Literature, Filmscripts and More from Waverly Books


By Michael Stillman

Waverly Books has issued List 165, a new collection of 181 books and ephemeral items. The focus is primarily on literature and film, but with a bow to photography, art, music, sports, travel and other fields. There are also many signed items for those who prefer autographed pieces. Here are a few of the items you will find in this latest collection of 181 books, filmscripts, manuscripts and photographs from Waverly.

Item 136 is a screenplay for a new-old movie, that comes with a "riot of signatures." It is a screenplay for Mel Brooks' 1976 film, Silent Movie. In typical Brooks absurdity, his character sets out to save a small studio from being bought out by "Engulf and Devour" (a thinly disguised parody of the once enormous conglomerate Gulf and Western). His means of saving the studio is to produce the first silent film in 40 years. Like its subject, Brooks' film was itself a silent movie, save for one word spoken by the most famous of all mimes, Marcel Marceau. The film is filled with sight gags, such as the old comedic silents depended upon for laughs. Brooks managed to gather a large cast of famous names for his film, some appearing in roles as themselves. That has led to the collection of tipped-in signed plates of actors and actresses who appeared in this film, including Brooks, Dom DeLuise, Sid Caeser, Anne Bancroft, Burt Reynolds, Henny Youngman, Bernadette Peters, James Caan, and others. Priced at $350.

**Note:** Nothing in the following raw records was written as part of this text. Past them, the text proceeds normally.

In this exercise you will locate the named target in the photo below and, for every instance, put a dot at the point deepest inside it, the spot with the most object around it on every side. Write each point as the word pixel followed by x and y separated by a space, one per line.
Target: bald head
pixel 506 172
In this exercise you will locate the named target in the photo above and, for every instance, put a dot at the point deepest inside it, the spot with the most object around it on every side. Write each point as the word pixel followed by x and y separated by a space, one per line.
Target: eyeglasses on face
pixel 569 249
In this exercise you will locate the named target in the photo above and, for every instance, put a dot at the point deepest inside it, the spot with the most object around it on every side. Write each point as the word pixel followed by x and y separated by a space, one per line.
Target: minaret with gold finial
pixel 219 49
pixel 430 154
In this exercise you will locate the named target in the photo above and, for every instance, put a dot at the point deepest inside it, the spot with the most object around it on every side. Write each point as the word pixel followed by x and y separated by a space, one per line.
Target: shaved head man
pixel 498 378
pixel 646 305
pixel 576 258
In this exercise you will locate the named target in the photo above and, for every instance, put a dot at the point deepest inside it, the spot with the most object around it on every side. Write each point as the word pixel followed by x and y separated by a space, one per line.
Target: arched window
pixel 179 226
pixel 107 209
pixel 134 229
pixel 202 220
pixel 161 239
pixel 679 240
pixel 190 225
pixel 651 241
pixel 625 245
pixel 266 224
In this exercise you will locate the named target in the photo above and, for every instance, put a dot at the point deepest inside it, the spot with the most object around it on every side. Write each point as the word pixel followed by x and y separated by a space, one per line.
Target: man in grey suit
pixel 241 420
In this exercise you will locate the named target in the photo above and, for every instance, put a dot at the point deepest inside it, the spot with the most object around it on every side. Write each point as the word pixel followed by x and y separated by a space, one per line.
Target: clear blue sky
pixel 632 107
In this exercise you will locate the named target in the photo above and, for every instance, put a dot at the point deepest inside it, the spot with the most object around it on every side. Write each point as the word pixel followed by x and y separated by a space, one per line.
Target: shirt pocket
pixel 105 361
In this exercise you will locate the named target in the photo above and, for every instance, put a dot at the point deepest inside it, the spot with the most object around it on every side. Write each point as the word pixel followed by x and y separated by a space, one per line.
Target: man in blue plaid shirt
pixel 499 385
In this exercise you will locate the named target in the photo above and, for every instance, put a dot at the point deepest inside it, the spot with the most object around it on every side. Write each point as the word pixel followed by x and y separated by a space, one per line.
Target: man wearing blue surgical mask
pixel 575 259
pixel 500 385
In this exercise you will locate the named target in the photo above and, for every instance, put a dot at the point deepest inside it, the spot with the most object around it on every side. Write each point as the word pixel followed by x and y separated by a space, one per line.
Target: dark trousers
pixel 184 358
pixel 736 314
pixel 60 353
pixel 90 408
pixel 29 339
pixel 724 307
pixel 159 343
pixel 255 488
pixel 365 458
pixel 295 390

If this seems absurd, how about all of those people who take Star Trek seriously? Here is the ultimate in taking Trekking seriously: The Star Trek Guide, a third revision from April 17, 1967. This was a guide prepared for writers of Star Trek scripts. It contains all the arcane "facts" of this imaginary world, so that writers' scripts would remain consistent with all the details of previous episodes. Item 157. $250.

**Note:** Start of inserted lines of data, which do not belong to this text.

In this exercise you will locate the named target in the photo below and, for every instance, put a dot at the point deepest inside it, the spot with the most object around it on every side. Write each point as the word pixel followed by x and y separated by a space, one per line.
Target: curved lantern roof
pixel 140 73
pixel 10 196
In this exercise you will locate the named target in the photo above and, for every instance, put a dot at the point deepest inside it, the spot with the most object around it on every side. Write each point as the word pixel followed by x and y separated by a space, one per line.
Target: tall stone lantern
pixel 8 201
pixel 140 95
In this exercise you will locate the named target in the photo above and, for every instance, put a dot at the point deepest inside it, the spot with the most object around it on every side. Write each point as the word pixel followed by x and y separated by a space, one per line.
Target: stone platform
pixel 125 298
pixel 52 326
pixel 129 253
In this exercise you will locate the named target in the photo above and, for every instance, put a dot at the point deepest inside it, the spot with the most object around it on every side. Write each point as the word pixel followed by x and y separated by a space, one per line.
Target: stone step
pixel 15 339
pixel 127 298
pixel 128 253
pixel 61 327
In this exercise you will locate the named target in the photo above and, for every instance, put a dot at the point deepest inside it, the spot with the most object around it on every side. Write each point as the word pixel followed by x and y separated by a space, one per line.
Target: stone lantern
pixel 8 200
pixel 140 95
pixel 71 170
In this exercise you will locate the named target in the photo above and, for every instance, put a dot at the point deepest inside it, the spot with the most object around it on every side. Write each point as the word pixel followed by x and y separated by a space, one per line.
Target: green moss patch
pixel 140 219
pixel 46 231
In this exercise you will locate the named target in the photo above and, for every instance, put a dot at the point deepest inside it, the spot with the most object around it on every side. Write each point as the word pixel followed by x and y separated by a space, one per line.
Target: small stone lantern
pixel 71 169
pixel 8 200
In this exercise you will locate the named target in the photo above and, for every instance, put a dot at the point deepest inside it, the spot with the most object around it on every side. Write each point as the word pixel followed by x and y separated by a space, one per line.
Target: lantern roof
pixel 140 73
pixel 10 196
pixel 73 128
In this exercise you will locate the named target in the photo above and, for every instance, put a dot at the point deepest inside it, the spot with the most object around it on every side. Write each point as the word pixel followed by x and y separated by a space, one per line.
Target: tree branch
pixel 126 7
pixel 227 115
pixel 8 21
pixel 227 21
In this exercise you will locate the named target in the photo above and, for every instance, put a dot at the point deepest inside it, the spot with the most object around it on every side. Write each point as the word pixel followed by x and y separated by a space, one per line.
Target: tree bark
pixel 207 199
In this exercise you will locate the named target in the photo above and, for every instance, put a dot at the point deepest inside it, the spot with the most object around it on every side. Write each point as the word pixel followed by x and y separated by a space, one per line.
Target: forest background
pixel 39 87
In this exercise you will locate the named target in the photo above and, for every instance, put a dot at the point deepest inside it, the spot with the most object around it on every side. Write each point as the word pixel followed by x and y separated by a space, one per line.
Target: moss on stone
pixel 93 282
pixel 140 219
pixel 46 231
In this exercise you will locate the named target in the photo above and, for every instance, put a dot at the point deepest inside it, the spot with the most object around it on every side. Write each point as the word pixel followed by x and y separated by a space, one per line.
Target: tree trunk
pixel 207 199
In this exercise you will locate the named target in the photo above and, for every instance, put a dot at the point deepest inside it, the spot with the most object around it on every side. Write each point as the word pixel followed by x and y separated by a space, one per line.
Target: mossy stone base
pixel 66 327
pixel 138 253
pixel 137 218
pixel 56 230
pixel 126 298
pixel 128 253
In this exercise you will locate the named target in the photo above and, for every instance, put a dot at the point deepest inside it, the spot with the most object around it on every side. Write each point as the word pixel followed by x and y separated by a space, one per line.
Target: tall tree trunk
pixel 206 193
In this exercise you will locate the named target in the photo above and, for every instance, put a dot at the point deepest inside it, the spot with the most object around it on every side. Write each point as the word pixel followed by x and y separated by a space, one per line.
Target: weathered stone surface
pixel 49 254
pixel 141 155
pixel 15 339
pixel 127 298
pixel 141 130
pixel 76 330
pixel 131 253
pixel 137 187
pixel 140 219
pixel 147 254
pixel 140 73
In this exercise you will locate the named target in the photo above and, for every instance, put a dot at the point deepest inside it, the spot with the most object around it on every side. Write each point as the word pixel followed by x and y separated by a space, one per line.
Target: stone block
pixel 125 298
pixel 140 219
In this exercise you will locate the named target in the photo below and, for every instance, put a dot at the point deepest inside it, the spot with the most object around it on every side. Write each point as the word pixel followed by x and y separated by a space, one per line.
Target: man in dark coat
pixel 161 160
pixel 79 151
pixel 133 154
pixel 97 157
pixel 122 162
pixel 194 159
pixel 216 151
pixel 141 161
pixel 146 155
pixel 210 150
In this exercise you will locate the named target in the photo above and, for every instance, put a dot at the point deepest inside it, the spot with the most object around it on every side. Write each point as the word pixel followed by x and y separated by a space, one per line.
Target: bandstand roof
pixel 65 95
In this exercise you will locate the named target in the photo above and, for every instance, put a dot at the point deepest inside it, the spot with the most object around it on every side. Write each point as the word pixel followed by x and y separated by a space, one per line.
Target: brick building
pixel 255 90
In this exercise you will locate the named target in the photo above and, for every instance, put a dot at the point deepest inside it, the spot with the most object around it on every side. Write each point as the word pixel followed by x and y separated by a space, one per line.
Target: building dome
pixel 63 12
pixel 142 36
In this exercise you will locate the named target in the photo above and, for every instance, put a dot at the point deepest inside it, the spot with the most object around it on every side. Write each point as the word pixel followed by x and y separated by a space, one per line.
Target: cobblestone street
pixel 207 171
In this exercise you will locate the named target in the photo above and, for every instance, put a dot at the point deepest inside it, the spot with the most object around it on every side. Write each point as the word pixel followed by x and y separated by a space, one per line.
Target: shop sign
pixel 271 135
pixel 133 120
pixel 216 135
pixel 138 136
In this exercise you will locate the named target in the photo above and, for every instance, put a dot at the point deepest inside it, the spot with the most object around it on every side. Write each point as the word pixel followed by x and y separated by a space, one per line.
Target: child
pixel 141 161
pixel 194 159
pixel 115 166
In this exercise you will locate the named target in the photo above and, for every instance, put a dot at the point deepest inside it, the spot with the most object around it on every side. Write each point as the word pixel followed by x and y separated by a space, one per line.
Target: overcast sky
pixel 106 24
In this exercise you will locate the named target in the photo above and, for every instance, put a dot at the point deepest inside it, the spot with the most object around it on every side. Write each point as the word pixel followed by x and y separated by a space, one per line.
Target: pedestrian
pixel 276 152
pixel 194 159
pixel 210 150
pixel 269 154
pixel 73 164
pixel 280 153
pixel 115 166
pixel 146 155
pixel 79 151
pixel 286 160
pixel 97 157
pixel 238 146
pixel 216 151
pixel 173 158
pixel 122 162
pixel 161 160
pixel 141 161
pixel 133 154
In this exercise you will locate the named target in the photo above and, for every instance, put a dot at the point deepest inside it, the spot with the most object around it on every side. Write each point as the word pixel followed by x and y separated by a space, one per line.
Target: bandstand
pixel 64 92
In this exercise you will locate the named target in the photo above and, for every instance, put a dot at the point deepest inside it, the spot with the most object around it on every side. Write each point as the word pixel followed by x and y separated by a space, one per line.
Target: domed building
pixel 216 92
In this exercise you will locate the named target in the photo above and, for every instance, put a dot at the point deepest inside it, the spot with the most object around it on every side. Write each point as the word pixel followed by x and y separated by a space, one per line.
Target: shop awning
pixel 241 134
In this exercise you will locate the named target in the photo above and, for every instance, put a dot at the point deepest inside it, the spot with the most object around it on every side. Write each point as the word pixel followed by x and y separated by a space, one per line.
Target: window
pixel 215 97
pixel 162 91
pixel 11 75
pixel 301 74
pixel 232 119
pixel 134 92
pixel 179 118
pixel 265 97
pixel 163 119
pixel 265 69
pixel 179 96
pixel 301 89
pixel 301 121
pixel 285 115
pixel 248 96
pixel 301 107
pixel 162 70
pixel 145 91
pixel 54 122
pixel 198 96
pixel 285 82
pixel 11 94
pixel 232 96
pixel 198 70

Item 12 is a most humorous, albeit sarcastic letter from the illustrator and author Rockwell Kent. It is important to note with this letter that Kent had veered into radical, leftwing politics by the 1930s, when this letter was written, so he wouldn't have had much love for corporate America. It is a 1936 letter to Esquire magazine editor Arnold Gingrich (whom Kent has misspelled "Gringrich"). Evidently, Gingrich had sent out the ultimate of uninteresting gifts to some of the magazine's contributors, a set of cufflinks. Writes the acerbic Kent, "Now that I have, thanks to you, a swell set of cuff links, I'll get myself a swell shirt to wear them in, have my dinner jacket (that's the best I can boast) pressed, and sit around and wait for an invitation to a function... How would you like a fabric picture of me for Esquire with cuff links glued on? Or a miniature drawing of the Herculean artist-writer-explorer, R.K., brandishing the cuff links over his head like dumb bells? Anyhow I am all for Esquire's policy of trying to make its contributors look like the gentlemen that its editors so obviously are." Ouch. $650.

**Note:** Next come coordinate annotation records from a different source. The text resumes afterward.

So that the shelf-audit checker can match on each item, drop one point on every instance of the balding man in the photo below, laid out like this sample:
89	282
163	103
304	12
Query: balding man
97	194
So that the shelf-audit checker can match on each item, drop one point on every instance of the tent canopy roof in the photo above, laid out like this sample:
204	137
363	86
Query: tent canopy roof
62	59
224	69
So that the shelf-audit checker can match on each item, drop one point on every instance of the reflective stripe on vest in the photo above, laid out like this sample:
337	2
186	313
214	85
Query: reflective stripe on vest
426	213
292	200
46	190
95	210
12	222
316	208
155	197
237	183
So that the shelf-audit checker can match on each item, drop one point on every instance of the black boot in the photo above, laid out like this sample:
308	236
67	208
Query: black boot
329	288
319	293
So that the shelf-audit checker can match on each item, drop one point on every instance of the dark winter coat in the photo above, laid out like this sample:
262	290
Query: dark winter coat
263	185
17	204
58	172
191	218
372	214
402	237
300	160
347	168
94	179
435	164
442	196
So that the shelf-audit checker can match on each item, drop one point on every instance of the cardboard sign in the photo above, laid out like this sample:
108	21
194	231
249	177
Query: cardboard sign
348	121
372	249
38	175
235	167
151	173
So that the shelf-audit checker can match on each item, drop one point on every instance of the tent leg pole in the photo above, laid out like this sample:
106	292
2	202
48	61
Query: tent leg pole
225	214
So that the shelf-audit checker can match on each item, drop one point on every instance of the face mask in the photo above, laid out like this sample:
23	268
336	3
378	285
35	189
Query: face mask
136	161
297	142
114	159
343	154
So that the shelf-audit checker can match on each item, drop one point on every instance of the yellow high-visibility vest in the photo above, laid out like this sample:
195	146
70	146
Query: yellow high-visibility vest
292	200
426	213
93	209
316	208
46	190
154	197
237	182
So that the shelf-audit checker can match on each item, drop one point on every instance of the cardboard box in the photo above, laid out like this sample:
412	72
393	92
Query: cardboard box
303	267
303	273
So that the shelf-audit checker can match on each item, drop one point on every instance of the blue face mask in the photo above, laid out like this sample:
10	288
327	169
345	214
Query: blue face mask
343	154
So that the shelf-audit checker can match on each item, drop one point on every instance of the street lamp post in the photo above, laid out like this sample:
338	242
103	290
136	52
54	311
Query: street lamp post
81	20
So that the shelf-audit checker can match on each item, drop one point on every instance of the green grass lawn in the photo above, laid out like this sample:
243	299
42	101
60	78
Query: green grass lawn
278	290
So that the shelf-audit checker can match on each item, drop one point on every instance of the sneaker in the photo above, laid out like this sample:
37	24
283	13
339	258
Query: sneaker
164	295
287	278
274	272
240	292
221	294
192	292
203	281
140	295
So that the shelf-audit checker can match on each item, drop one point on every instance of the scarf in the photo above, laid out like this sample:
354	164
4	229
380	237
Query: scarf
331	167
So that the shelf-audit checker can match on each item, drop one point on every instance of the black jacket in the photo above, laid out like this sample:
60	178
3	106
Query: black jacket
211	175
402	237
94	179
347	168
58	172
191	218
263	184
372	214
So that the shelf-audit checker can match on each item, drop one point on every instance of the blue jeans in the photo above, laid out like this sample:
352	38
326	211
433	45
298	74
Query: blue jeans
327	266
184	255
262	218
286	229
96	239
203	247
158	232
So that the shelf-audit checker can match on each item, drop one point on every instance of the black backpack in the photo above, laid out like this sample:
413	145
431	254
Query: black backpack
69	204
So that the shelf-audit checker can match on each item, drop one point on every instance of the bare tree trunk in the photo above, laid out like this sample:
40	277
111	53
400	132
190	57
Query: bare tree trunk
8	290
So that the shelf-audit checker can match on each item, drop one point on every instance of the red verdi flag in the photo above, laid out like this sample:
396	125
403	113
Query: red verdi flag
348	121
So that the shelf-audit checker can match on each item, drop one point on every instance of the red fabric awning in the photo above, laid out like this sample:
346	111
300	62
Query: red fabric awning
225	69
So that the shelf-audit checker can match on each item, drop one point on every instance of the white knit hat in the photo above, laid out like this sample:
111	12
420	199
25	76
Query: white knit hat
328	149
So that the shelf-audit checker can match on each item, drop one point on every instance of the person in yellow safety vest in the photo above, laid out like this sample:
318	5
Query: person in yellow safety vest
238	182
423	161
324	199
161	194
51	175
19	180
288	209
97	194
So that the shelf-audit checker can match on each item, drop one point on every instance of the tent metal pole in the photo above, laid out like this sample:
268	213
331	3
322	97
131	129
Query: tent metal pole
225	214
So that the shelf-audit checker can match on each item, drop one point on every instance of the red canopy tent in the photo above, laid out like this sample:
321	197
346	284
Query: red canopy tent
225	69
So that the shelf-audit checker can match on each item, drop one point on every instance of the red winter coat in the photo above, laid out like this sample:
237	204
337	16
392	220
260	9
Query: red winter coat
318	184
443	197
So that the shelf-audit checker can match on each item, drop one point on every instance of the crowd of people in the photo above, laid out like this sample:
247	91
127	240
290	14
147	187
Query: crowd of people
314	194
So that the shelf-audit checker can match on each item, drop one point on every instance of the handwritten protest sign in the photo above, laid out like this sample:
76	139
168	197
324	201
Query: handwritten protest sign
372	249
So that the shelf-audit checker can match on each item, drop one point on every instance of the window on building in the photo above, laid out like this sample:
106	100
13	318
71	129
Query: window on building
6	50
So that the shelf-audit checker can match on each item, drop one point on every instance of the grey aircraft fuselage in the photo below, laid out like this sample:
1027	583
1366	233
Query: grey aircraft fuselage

Everyone in the book trade is familiar with the classic Abbie Hoffman title "Steal This Book." Many bookstores found it unprofitable to stock this item when it came out as too many browsers took the title seriously. Few took the title of this later book so seriously. Item 69 is the lesser known work by the 60s radical cum humorist entitled Steal This Urine Test. In this 1987 book, Hoffman attacks the accuracy and constitutionality of drug testing, newly in vogue then, far more widespread now. Hoffman died a few years later when his body failed the ultimate drug test, an overdose. This first edition is signed by Hoffman. $125.